Our experience and perspective has allowed us to appreciate just what corrections in misunderstanding must be made to tie down the gigantic government which has grown to engulf us. Fortunately there are among us men and women who have made us aware of what went wrong and pointed out the path which we might choose to take if we are to regain the liberties we cherish.
That there are those in this world who would use murderous force against those they seek to control or to silence is without question. That each of us is too easily outnumbered is too obvious as well. The need for a government to protect us against those who would bully or invade is readily evident. I believe Jefferson indicated that such an entity would at once need to be quite powerful but that its use of force would need to be constrained so as not to be misused thus encroaching on our liberty itself.
I have set out to answer your parenthetical query as to whether such a limited government could ever be. I contend that such must be our goal, first in our own corner of the world, as a beacon to show the rest of those on the planet that it is possible and worth the effort.
The trouble is that there are among us those who envision a government which does control and enslave the productive for the benefit of those who are deemed to be deserving of the beneficence of the rulers. The mere fact that such people can harbor or flaunt such beliefs qualifies them to be antisocial. The implementation of their schemes and premises requires the violation of individual rights of productive people through taxation and “regulations.” If an individual were to have such premises and acted accordingly he would be guilty of violent crimes and would be considered to be sociopathic.
I have always wondered how such people, though educated and well dressed and groomed, could pass laws to accomplish the same egregious violations of individual rights, and continue to be held in high esteem, re-elected over and over again, and permitted to remain free.
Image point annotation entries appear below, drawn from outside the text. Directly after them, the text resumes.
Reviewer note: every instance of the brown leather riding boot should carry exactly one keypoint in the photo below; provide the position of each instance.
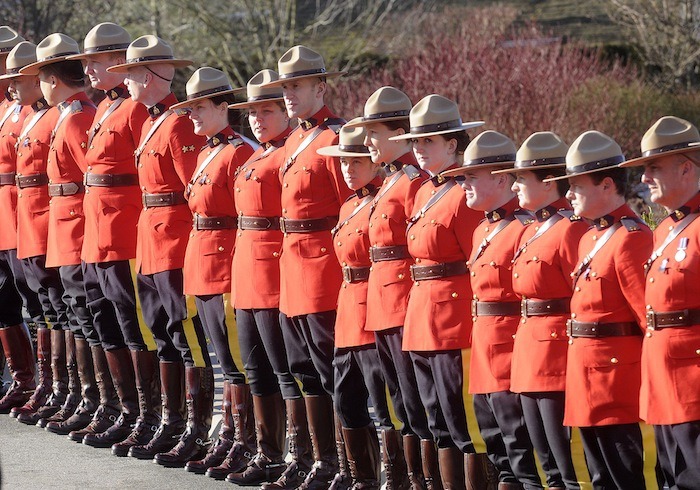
(193, 445)
(342, 479)
(319, 412)
(74, 396)
(431, 469)
(217, 452)
(172, 425)
(88, 387)
(414, 462)
(242, 450)
(59, 387)
(43, 387)
(394, 462)
(19, 356)
(362, 448)
(299, 448)
(268, 464)
(139, 420)
(451, 468)
(480, 473)
(108, 411)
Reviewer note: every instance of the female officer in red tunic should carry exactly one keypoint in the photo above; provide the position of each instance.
(436, 329)
(207, 269)
(543, 260)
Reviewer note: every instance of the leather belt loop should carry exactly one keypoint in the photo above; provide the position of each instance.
(258, 223)
(381, 254)
(600, 330)
(34, 180)
(162, 199)
(66, 189)
(437, 271)
(355, 274)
The fault lies in the ideas which prevail among those who elect them to office. I am not aware that their premises have ever really been challenged openly except in literature in the works of Ayn Rand and in the nonfiction of those in the libertarian movement. I imagine there are others, about whom I am not aware, who have identified these evils and written about them who do not call themselves libertarian.
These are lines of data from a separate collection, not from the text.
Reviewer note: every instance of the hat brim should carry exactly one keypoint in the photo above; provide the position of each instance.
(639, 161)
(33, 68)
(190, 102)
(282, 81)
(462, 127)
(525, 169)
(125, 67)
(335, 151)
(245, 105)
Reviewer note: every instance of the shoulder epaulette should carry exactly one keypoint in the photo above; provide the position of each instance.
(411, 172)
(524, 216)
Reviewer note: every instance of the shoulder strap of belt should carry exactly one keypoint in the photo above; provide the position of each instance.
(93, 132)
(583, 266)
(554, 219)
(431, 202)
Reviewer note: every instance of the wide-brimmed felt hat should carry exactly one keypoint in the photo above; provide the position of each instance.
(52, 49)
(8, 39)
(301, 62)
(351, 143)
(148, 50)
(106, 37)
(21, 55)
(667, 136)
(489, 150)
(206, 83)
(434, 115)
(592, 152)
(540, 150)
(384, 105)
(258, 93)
Regarding your question: “Who benefits from perpetuating the notion that coercive laws are necessary and that governments are indispensable?”
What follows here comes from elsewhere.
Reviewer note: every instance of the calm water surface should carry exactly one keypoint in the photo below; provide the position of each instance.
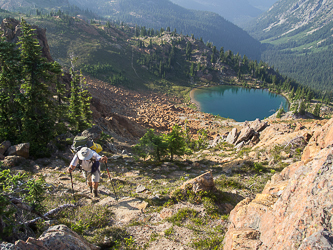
(238, 103)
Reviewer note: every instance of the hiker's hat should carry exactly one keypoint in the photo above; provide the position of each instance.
(85, 154)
We see it everyday in the contentions that it is implicitly justified to take … not to persuade, not to suggest, not to pressure socially, but to forcibly seize… what belongs to somebody in the name of being compassionate to those who suffer. That argument probably makes sense to those who fail to grasp the concept of individual liberty and the consequence ultimately of granting any justification to those who would tax in principle.
Although it might be impossible to change the minds of those who have held altruistic beliefs and statist premises all their lives, certainly the young are more likely to appreciate the need to defend the idea of the rights of the individual including his or her right to the fruits of their own productivity.
There is always a younger generation open to hearing choices which our opposition would as soon prevent them from even being exposed to at all. China still imprisons men who speak out against their dictatorial rule but we are still relatively free to speak our minds here.